Сбегая с крыльца в очередной раз, он отметил, что мама и тетя оживленно переговариваются, верша свои кухонные дела, девочка, напевая, играет под деревом с какими-то палочками и тряпицами, радостный Паланг, свесив язык, сидит возле нее, а Бузбой, почему-то покинув хлев – должно быть, мама плохо закрыла воротца, – просто стоит столбом и тупо смотрит на происходящее.
Анвар заглянул на кухню, отдал маме пустой чайник, минутку вежливо поговорил с тетей о своей учебе и планах на будущее и ответно поинтересовался делами своего двоюродного брата, выразив сожаление, что тот не сумел в этот раз их навестить.
Пока они болтали, дворовая диспозиция несколько переменилась.

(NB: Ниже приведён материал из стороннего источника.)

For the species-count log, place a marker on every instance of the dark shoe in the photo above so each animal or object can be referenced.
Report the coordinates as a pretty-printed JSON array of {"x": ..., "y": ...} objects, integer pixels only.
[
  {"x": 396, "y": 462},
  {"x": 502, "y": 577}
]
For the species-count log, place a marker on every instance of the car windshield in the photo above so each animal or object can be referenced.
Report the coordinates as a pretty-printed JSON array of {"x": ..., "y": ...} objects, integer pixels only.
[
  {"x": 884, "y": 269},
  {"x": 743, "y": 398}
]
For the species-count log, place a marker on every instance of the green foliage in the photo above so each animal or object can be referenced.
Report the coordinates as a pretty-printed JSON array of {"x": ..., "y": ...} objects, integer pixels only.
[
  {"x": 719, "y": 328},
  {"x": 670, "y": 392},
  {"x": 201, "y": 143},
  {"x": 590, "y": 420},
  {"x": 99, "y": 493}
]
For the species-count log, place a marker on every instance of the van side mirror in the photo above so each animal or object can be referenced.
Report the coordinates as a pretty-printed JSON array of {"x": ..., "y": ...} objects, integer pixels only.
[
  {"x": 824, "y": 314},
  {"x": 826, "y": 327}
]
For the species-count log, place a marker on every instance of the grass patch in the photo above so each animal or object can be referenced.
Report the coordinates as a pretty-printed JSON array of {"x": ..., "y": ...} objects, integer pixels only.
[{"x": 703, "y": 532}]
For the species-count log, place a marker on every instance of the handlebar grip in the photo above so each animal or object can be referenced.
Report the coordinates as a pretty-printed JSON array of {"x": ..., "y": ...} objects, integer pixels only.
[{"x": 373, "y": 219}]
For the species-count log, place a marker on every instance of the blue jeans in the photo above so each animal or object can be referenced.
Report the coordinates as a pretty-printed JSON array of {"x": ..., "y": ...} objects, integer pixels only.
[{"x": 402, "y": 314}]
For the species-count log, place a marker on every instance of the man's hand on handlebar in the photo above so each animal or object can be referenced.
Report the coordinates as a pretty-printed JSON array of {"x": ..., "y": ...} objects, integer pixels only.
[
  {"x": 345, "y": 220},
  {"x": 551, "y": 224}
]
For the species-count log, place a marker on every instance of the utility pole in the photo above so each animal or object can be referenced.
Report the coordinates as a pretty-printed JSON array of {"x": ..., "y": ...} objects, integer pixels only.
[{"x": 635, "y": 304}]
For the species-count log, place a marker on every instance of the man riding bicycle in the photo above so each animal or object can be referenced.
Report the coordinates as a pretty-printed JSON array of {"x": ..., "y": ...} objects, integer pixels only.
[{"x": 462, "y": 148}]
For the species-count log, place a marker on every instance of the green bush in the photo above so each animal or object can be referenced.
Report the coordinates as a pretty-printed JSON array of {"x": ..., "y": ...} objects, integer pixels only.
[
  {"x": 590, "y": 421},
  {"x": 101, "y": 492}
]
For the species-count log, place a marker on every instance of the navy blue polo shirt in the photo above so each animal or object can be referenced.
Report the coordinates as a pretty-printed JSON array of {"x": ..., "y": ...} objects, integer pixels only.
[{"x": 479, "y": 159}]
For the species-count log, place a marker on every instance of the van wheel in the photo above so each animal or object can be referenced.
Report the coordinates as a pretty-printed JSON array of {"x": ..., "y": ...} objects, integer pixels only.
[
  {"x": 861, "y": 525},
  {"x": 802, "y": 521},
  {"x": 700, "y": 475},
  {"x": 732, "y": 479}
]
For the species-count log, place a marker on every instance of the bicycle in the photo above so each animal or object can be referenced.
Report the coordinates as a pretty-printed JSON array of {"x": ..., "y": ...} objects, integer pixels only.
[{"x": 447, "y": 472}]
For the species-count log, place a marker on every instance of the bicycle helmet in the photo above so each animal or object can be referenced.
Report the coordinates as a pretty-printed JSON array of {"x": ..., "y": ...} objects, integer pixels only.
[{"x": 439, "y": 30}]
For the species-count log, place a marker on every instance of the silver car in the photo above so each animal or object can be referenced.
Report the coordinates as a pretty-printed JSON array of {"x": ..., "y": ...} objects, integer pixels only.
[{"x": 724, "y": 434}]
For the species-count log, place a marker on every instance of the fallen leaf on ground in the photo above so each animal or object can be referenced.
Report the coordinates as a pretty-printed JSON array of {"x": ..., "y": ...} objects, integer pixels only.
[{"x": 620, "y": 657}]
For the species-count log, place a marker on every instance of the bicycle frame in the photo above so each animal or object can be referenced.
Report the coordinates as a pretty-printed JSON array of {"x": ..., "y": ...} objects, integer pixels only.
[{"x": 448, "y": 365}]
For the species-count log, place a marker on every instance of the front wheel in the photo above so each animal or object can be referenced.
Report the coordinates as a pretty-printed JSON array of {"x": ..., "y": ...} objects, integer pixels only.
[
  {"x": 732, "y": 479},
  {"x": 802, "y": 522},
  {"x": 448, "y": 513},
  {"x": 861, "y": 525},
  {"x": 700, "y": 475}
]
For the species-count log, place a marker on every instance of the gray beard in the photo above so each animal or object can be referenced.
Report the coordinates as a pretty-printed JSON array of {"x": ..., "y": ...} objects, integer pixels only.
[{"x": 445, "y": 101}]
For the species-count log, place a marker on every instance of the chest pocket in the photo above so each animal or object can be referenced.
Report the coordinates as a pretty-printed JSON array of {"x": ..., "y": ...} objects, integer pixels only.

Судя по всему, Бузбой и Паланг успели совершить короткий сеанс традиционных побегушек, и теперь козел стоял, расстроенно опустив голову и понурившись.
Девочка подняла ручки и стала кружиться, напевая и помахивая над собой двумя тряпицами.
Козел раздраженно мотнул мордой, выгнул шею, сделал шаг – и вдруг пошел, опасно выставив холеные свои рожищи и мощно набирая ход.
Он еще только начал разбег, а Анвар уже похолодел, представив, что сейчас будет. Еще пять… уже четыре… всего лишь три его скачка – и он со всего маху ударит девчушку крутыми, твердыми как камень рогами!.. подбросит нежное тельце, будто тряпичную куклу!..
– Стой!!! – закричал Анвар, отшвыривая чайник и бросаясь наперерез.
Но Паланг уже взлетел в воздух – так порой взлетают пружины при неудачной попытке установить их на нужное место.
Бузбой шатнулся под его весом, встал на дыбы, отчаянно молотя воздух передними копытами.
Яростно урча, волкодав висел на его горле, рвал из стороны в сторону, упираясь лапами в подбрюшье.
Когда все сбежались, а Паланг наконец разжал челюсти, козел еще был жив.
Но все равно потом его пришлось прирезать.